La obesidad, una adicción

Libro últimamente una especie de batalla contra la obesidad. No se trata de un problema personal, ya que estoy hecho un pincel, sino de un problema de salud pública. O sea, que sí es personal porque una de mis profesiones persigue el fomento de la salud pública.

La obesidad es el principal problema de salud pública actual. No uno de los principales, sino el principal. La tasa de obesidad infantil española es la más alta del planeta; no una de las más altas, sino la más alta. El gasto sanitario derivado del padecimiento de la obesidad —elevado colesterol, diabetes tipo 2, hipertensión, sedentarismo, etc.— es extremo y en todo tipo de recursos, farmacéuticos, asistenciales y sociales.

Cerramos las puertas al consumo público de tabaco y alcohol, y procuramos, al menos en el caso del tabaco, que su consumo además sea incómodo —a la calle a pasar frío—. Nos preocupamos de que los referentes sociales no expongan sus adicciones (la obesidad es una adicción); por ello no veremos a un famoso fumando como un carretero o bebiendo como un cosaco, ningún ministro o conseller que se precie expondrá su vicio en público. Simplemente no lo hará. Se preocupará de que no le saquen fotos echando humo o calentándose un par de whiskys, por muchas ganas que tenga.

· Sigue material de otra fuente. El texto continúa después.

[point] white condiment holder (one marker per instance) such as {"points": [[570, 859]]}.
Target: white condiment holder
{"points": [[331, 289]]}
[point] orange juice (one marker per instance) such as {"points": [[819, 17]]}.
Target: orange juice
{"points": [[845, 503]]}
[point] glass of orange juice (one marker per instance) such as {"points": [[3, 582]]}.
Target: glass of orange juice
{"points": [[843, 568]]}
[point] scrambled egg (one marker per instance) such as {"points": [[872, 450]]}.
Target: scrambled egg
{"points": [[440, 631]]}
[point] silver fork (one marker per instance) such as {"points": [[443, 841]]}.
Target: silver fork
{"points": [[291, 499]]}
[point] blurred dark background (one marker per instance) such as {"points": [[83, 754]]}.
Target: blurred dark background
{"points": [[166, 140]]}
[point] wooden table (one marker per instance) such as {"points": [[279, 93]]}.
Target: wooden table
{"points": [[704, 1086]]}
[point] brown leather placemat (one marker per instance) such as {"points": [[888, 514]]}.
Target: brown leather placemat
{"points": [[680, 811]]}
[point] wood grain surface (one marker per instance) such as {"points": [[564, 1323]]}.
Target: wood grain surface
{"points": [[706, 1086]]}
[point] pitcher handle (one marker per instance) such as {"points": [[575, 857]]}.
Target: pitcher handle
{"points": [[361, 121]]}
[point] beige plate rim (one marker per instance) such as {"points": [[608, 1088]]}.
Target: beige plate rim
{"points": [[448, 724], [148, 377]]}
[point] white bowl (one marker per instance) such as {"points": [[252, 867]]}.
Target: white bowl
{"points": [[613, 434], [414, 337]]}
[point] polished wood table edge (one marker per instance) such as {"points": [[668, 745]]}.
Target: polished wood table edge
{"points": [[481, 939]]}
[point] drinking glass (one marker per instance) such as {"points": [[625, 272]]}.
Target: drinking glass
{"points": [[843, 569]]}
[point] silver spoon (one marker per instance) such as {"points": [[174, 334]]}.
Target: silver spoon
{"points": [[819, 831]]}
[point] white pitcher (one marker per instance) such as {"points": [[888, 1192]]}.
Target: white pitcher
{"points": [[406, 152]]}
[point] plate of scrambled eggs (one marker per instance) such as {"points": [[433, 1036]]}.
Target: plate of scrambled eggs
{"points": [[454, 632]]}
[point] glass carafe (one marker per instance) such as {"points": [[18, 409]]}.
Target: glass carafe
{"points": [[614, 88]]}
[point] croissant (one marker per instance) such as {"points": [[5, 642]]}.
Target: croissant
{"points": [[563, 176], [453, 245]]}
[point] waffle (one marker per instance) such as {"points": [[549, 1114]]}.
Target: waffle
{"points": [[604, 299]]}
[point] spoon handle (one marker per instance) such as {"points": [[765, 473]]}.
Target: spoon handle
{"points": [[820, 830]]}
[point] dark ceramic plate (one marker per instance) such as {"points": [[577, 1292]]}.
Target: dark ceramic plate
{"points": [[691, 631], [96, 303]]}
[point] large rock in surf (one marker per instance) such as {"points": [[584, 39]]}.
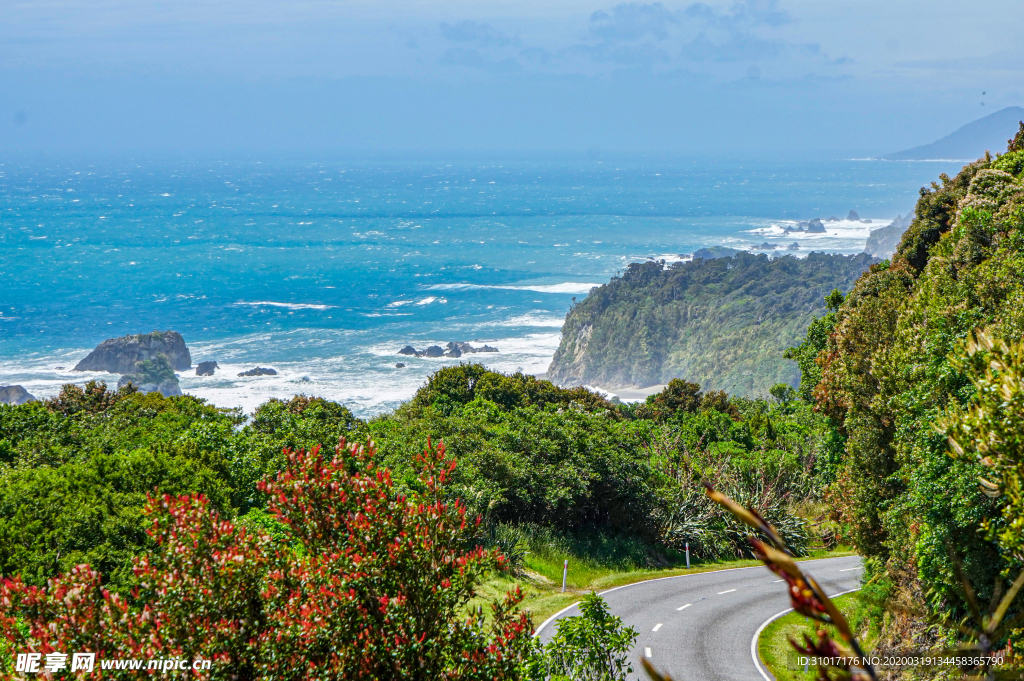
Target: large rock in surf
{"points": [[452, 349], [206, 368], [119, 355], [259, 371], [14, 394]]}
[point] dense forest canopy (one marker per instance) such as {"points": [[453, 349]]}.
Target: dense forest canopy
{"points": [[919, 368], [722, 323]]}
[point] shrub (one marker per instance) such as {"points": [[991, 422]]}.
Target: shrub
{"points": [[592, 646], [368, 584]]}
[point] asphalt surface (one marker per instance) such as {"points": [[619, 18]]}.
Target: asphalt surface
{"points": [[699, 627]]}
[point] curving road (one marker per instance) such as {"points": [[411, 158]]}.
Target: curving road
{"points": [[699, 627]]}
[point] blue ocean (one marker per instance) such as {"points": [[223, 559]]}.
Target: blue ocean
{"points": [[324, 270]]}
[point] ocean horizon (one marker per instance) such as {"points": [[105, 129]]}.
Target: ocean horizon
{"points": [[325, 270]]}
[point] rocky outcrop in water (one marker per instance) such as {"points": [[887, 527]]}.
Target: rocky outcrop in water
{"points": [[259, 371], [167, 387], [453, 349], [14, 394], [155, 375], [206, 368], [119, 355], [882, 243]]}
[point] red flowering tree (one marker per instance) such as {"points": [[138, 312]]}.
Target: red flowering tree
{"points": [[368, 584]]}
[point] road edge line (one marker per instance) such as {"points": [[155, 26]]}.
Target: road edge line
{"points": [[537, 632], [764, 625]]}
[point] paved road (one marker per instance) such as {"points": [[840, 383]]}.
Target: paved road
{"points": [[699, 627]]}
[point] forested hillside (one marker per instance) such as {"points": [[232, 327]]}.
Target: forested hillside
{"points": [[921, 370], [189, 530], [722, 323]]}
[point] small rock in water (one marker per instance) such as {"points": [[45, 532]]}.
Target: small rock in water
{"points": [[14, 394], [206, 368], [259, 371]]}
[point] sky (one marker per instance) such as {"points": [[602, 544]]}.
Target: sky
{"points": [[344, 78]]}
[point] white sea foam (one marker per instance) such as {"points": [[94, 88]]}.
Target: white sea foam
{"points": [[564, 288], [355, 368], [270, 303]]}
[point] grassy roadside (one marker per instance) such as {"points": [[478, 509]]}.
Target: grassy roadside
{"points": [[779, 657], [542, 584]]}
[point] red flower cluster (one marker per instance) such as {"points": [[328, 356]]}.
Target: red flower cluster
{"points": [[369, 584]]}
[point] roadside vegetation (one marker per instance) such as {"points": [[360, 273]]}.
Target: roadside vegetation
{"points": [[95, 480]]}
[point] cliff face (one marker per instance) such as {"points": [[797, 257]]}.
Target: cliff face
{"points": [[14, 394], [119, 355], [723, 323], [882, 243]]}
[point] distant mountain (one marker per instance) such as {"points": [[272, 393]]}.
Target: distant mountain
{"points": [[970, 141]]}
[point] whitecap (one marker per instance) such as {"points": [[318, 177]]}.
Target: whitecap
{"points": [[270, 303], [564, 288]]}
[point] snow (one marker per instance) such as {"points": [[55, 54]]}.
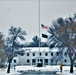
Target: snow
{"points": [[36, 69]]}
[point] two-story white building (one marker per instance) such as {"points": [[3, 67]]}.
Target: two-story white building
{"points": [[47, 56]]}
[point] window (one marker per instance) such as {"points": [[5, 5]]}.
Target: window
{"points": [[46, 54], [22, 54], [57, 53], [33, 61], [52, 60], [46, 62], [27, 54], [65, 53], [33, 54], [28, 61], [14, 60], [51, 54], [65, 60], [40, 54]]}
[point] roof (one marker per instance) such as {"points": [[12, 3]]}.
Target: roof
{"points": [[42, 49]]}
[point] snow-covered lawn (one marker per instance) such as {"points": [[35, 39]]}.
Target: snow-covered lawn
{"points": [[33, 69]]}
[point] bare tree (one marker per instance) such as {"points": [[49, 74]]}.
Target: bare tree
{"points": [[12, 43], [63, 35]]}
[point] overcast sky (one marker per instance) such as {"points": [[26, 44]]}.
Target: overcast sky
{"points": [[24, 14]]}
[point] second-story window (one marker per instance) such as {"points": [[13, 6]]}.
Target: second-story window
{"points": [[40, 54], [65, 60], [28, 61], [46, 54], [33, 54], [51, 54], [57, 53], [27, 54]]}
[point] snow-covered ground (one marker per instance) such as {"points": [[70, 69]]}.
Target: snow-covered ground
{"points": [[33, 69]]}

Sin embargo, con los obesos no ocurre tal. Un gordo no puede ocultar su vicio —comer en exceso es un vicio, y de los malos—. Muchos de ellos excusan su aspecto diciendo la mentira de que su metabolismo les impide adelgazar, cuando un metabolismo determinado puede que propicie una situación pero no la definirá —exceptuando casos afortunadamente excepcionales—. La gestión de las calorías es como la de los euros: si gastas más de lo que ganas puedes hacerte rico, si gastas más de lo que comes te conviertes en obeso. No hay más consideraciones, dos y dos son cuatro.

Baleares, afortunadamente, aún tiene la tasa de obesidad más baja del país, pero parece que el Govern Balear está seriamente comprometido en que eso cambie. Si no, no se entiende que entre sus componentes haya índices de masa corporal que son, al menos, destacables. A juzgar por su lozano aspecto de hace veinte años y el actual —esa es otra: gente que lleva en política chupando del bote decenas de años—, diríase que una de las personas del Govern ha ganado siete gramos diarios desde entonces; otra persona dirigente del mismo organismo gubernativo conculca parámetros y medidas, lo que sin duda haría las delicias de un servicio de endocrinología. No es admisible que dos —y dudo de otra persona más— de las personas que se sientan en el Consolat de la Mar semanalmente, y sean por ello referente social, expongan a las bravas su adicción a la comida con toda normalidad. La obesidad es una adicción de consecuencias peligrosas, y no se puede enviar el mensaje a la sociedad de que no pasa nada si te sobran muchos kilos, igual que no se puede transmitir que no pasa nada si un conseller es adicto a la bebida, es un obseso del tabaco, o se gasta su dinero en el bingo. Los referentes sociales no pueden ofrecer ese mensaje.

Tengo amistades gordas a las que adoro, pero… no pueden ser referentes sociales. También sé que a doña Francina Armengol todo esto le importa una higa, lo mismo que nuestra salud, resumiendo.